Chapter 2. How Instance HA Works

OpenStack uses Instance HA to automate the process of evacuating instances from a Compute node when that node fails. The following procedure describes the sequence of events that are triggered when a Compute node fails.

  1. At the time of failure, the IPMI agent performs first-layer fencing and physically resets the node to ensure that it is powered off. Evacuating instances from online Compute nodes might result in data corruption or in multiple identical instances running on the overcloud. When the node is powered off, it is considered fenced.
  2. After the physical IPMI fencing, the fence-nova agent performs second-layer fencing and marks the fenced node with the “evacuate=yes” cluster per-node attribute. To do this, the agent runs the following command:

    $ attrd_updater -n evacuate -A name="evacuate" host="FAILEDHOST" value="yes"
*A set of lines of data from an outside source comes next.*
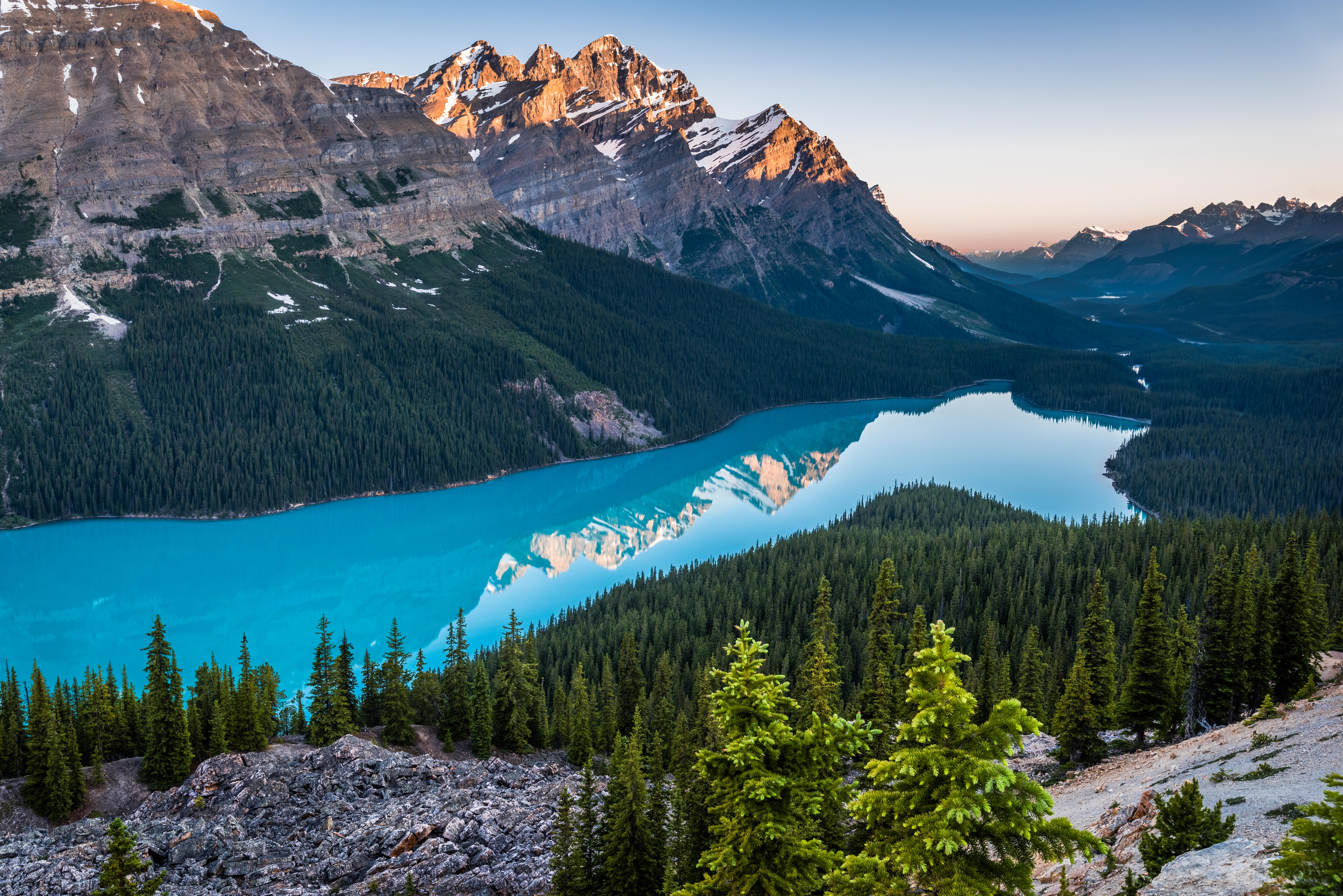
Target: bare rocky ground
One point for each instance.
(1114, 799)
(303, 821)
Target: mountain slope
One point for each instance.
(613, 151)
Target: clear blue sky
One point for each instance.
(989, 125)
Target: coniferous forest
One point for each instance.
(225, 408)
(926, 604)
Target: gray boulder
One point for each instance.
(1232, 868)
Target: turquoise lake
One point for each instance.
(88, 592)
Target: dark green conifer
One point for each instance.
(581, 721)
(330, 717)
(514, 696)
(879, 690)
(1148, 690)
(483, 717)
(818, 676)
(167, 741)
(609, 718)
(1096, 647)
(1293, 608)
(1217, 664)
(398, 717)
(1076, 718)
(1184, 825)
(457, 671)
(123, 864)
(918, 641)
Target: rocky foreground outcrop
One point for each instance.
(297, 820)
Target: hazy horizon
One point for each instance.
(986, 127)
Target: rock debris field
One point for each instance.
(297, 820)
(1113, 799)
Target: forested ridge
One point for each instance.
(414, 370)
(1160, 628)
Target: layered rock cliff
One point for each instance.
(122, 121)
(610, 150)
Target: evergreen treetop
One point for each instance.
(946, 812)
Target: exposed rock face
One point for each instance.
(610, 150)
(297, 820)
(109, 108)
(1055, 260)
(1236, 867)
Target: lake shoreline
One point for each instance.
(527, 469)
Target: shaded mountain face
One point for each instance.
(126, 121)
(1053, 260)
(610, 150)
(1223, 244)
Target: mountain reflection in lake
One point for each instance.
(76, 593)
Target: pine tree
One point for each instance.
(1000, 827)
(48, 790)
(818, 678)
(1096, 647)
(609, 718)
(1293, 609)
(569, 875)
(906, 708)
(879, 691)
(123, 864)
(483, 717)
(1078, 719)
(1217, 663)
(769, 778)
(457, 661)
(514, 695)
(395, 702)
(330, 717)
(561, 717)
(1311, 858)
(581, 721)
(346, 682)
(1184, 825)
(167, 741)
(630, 696)
(1148, 687)
(628, 868)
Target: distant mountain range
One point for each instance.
(613, 151)
(1230, 272)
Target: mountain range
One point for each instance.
(1227, 272)
(229, 285)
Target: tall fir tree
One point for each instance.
(1096, 645)
(1293, 608)
(767, 780)
(630, 684)
(124, 864)
(1219, 667)
(918, 641)
(514, 696)
(397, 714)
(818, 678)
(483, 715)
(48, 789)
(943, 760)
(581, 721)
(167, 739)
(457, 686)
(879, 688)
(330, 715)
(609, 718)
(1078, 722)
(346, 680)
(628, 867)
(1148, 690)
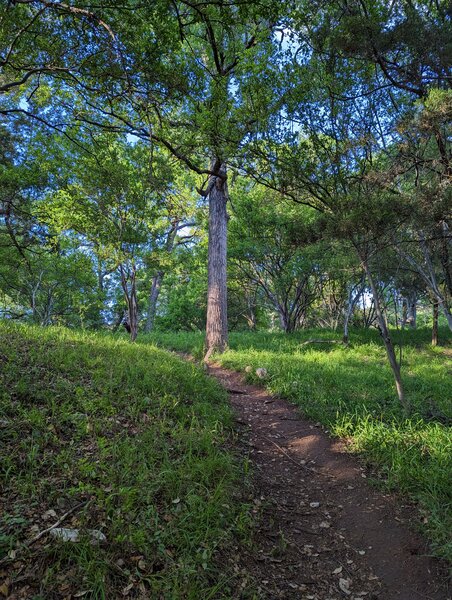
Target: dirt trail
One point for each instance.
(325, 534)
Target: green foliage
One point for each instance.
(139, 434)
(349, 390)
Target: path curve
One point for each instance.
(325, 533)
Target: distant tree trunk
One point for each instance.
(411, 302)
(119, 321)
(152, 301)
(128, 282)
(158, 278)
(435, 323)
(384, 331)
(404, 312)
(217, 317)
(427, 272)
(352, 300)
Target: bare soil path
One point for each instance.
(325, 533)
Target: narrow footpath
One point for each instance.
(325, 533)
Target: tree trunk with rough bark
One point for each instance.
(128, 282)
(353, 297)
(152, 302)
(384, 331)
(435, 323)
(217, 318)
    Where FAILEDHOST is the hostname of the failed Compute node.

    Note

    By default, all instances are to be evacuated, but it is also possible to tag images or flavors for evacuation.

    To tag an image:

    $ openstack image set --tag evacuable ID-OF-THE-IMAGE

    To tag a flavor:

    $ nova flavor-key ID-OF-THE-FLAVOR set evacuable=true
  3. The nova-evacuate agent continually runs in the background, periodically checking the cluster for nodes with the “evacuate=yes” attribute. When nova-evacuate detects that the fenced node contains this attribute, the agent starts evacuating the node using the process described in Evacuate Instances.
  4. While the failed node is booting up from the IPMI reset, the nova-compute process on that node will start automatically. Because the node was fenced earlier, it will not be able to run any new instance until Pacemaker unfences it.
  5. When Pacemaker sees that the Compute node is online again, it tries to start the compute-unfence-trigger resource on the node, reverting the force-down API call and setting the node as enabled again.